Letters Received

Letter from Patrick Griffin

August 2, 2010

Dear Karen,

I write to support the campaign to save the Smith house.  The Smith house speaks as much to our past as Independence Hall.  It reveals a vision of our Revolution that has been lost in the mists of time.  Common men and women on the frontier struggled against wealthy speculators, British frontier policy and imperial ideology, as well as eastern indifference.  On one level, the story of the house and Black Boy group associated with it is a simple tale of American v. British, frontier v. east, and poor v. wealthy.  But the Smith house also stands as a reminder of a complex and troubling past.  These same settlers were also fighting Indians and refused to allow goods to go to what they considered an implacable enemy.  Both of these are American stories, and they must be remembered.  For these reasons alone, the house must be saved.  It is a part of who we are as a people.
Best,

Patrick

Patrick Griffin was named the Madden-Hennebry Professor in 2008.  He is the author of The People with No Name:  Ireland’s Ulster Scots, America’s Scots Irish, and the Creation of a British Atlantic World (Princeton, 2001) and  National Bestseller American Leviathan:  Empire, Nation, and Revolutionary Frontier (New York, 2007).  Patrick Griffin is a Professor of History at Notre Dame University.


Letter from Nathan Kozuskanich

To Whom It May Concern,

I write to support the campaign to save the Justice William Smith house.  The history of the American Revolution has in many respects been a history of ideas, and so it is a treat indeed when we get the opportunity to see, touch, and walk through the places where ideas became action.  The reason places like Independence Hall are so popular is because they make the past more tangible and provide the physical setting for the ideas that shaped the American past.  It is one thing to read the Declaration of Independence and its assertion of unalienable rights, but it is quite another to walk the halls where independence was debated and actually declared.

Our historical memory of Pennsylvania’s role in the Revolution and early republic has largely been confined to an eastern and urban perspective.  So, we know about Thomas Paine and Common Sense, the Continental Congress in Philadelphia, Jefferson and the signing of the Declaration, and the Grand Convention of 1787, but apart from a few Pennsylvania historians and some locals the names of William and James Smith are largely unknown.  And yet, these men were tied to key events that shaped Pennsylvania’s road to the Revolution, and they discussed and acted upon ideas no less important than those in Philadelphia.

For example, the Smiths and the story of the Black Boys can help us understand the right to bear arms in early America.  Pennsylvania was unique as the only British colony without an official militia, in part because of the pacifism of Quaker leaders in the Assembly, and in part because of the Penn’s refusal to pay a tax on the proprietary estate to help fund a militia.  Before the Revolution, western Pennsylvanians largely relied on voluntary military associations for defense, particularly since 1747 when Benjamin Franklin drew up a plan of association after condemning the Assembly for putting their religion before their duties as representatives of the people, and suggesting that they relinquish their power during wartime. As he argued in a pamphlet titled Plain Truth, “protection is as truly due from the government to the people, as obedience from the people to the government.”
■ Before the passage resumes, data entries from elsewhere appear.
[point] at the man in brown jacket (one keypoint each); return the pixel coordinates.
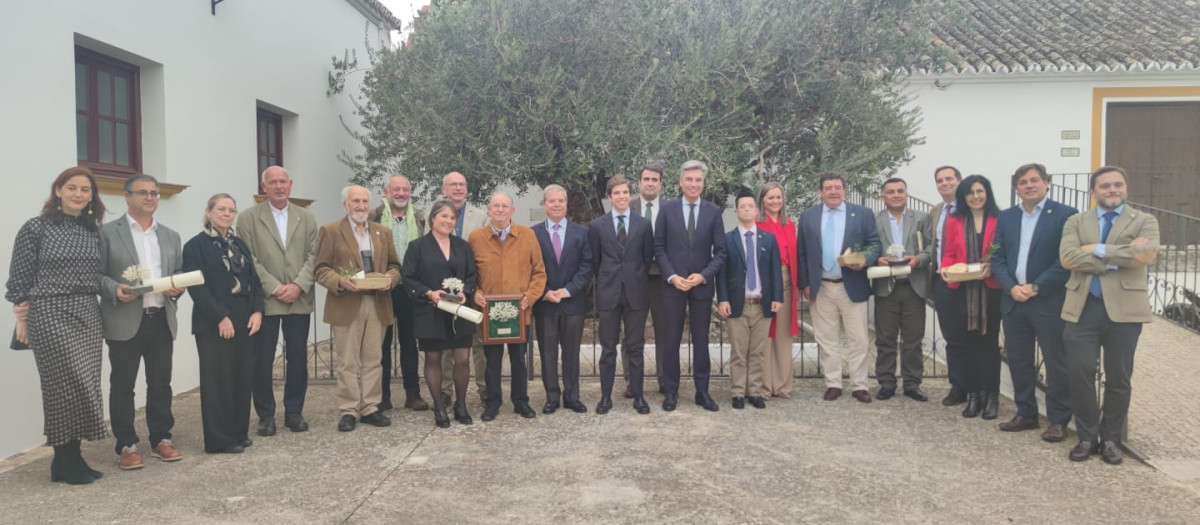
(358, 317)
(509, 260)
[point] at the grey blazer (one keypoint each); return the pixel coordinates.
(915, 222)
(117, 253)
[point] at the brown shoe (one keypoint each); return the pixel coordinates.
(166, 451)
(414, 402)
(1054, 434)
(832, 393)
(130, 458)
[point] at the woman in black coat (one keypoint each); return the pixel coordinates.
(227, 313)
(429, 261)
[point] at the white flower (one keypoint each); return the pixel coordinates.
(503, 312)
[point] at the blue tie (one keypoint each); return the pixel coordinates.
(828, 251)
(1095, 289)
(751, 272)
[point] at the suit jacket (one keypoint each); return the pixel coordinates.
(1125, 289)
(616, 271)
(1042, 265)
(574, 272)
(337, 248)
(731, 281)
(705, 254)
(117, 253)
(861, 230)
(277, 265)
(955, 249)
(425, 269)
(210, 300)
(915, 223)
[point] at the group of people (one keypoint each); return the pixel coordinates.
(1067, 282)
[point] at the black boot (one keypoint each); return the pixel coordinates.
(69, 468)
(990, 405)
(973, 404)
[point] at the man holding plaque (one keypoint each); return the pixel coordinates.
(283, 240)
(567, 258)
(139, 329)
(357, 263)
(509, 263)
(906, 236)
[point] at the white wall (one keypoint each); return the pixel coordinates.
(991, 124)
(202, 77)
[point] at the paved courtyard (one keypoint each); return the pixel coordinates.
(799, 460)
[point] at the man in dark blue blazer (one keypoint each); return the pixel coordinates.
(558, 315)
(1033, 281)
(689, 247)
(751, 277)
(838, 293)
(622, 251)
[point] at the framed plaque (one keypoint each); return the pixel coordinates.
(503, 319)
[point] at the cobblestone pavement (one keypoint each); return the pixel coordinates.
(799, 460)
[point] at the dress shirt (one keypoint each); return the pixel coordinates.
(756, 291)
(149, 257)
(839, 235)
(1029, 223)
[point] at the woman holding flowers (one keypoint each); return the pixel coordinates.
(441, 266)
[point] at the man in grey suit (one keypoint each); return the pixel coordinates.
(139, 329)
(906, 236)
(283, 240)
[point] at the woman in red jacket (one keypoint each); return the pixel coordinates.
(969, 239)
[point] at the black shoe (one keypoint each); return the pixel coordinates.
(525, 410)
(490, 412)
(641, 405)
(295, 422)
(605, 405)
(439, 417)
(916, 394)
(990, 405)
(376, 420)
(267, 426)
(1083, 451)
(973, 405)
(461, 415)
(670, 400)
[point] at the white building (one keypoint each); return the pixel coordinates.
(198, 94)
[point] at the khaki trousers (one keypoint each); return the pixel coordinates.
(748, 336)
(359, 347)
(777, 367)
(833, 315)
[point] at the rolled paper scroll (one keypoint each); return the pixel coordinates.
(467, 313)
(193, 278)
(882, 272)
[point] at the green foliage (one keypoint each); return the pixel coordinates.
(574, 91)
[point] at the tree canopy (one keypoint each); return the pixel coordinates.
(573, 91)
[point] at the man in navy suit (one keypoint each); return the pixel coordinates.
(558, 315)
(689, 246)
(751, 278)
(1033, 282)
(622, 252)
(838, 294)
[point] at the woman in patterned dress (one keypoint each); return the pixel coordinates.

The violence on the frontier during the French and Indian War solidified the belief that government should protect its people, and that the people themselves needed to contribute to providing that defense.  Quaker pacifism and western militarism clashed in February 1764 when the so-called Paxton Boys, after murdering the Conestoga Indians living under government protection, marched fully armed to Philadelphia to decry Quaker policy that gave safe haven to Natives while neglecting a militia law.  “The far greater part of our Assembly were Quakers,” the Paxtonians complained in an apology explaining their actions, “some of whom made light of our sufferings & plead conscience, so that they could neither take arms in defense of themselves or their country.”

James Smith and his cousin, William, were equally galled that during the French and Indian War “the frontiers received no assistance from the state.”  One month after the Paxton Riots, Smith and his Black Boys were ambushing and burning west-bound wagon trains laden with goods for the Indians, among them tomahawks and scalping knives.  Smith considered the Indian trade to be treasonous since it conflicted with the safety of the frontier, and thus saw fit to seize and destroy others’ property for the sake of the common defense.

The problem of a lack of a militia law was solved with the drafting of a new state constitution in 1776, a document that Smith had a hand in as a delegate from Westmoreland county.  No more could the government neglect the safety of the people, nor could the people neglect contributing to the common defense.  The Declaration of Rights acknowledged “that every member of society hath a right to be protected in the enjoyment of life, liberty and property, and therefore is bound to contribute his proportion towards the expense of that protection, and yield his personal service, when necessary, or an equivalent thereto.”  In order to accomplish this, the constitution also guaranteed the people “right to bear arms for the defense of themselves and the state.”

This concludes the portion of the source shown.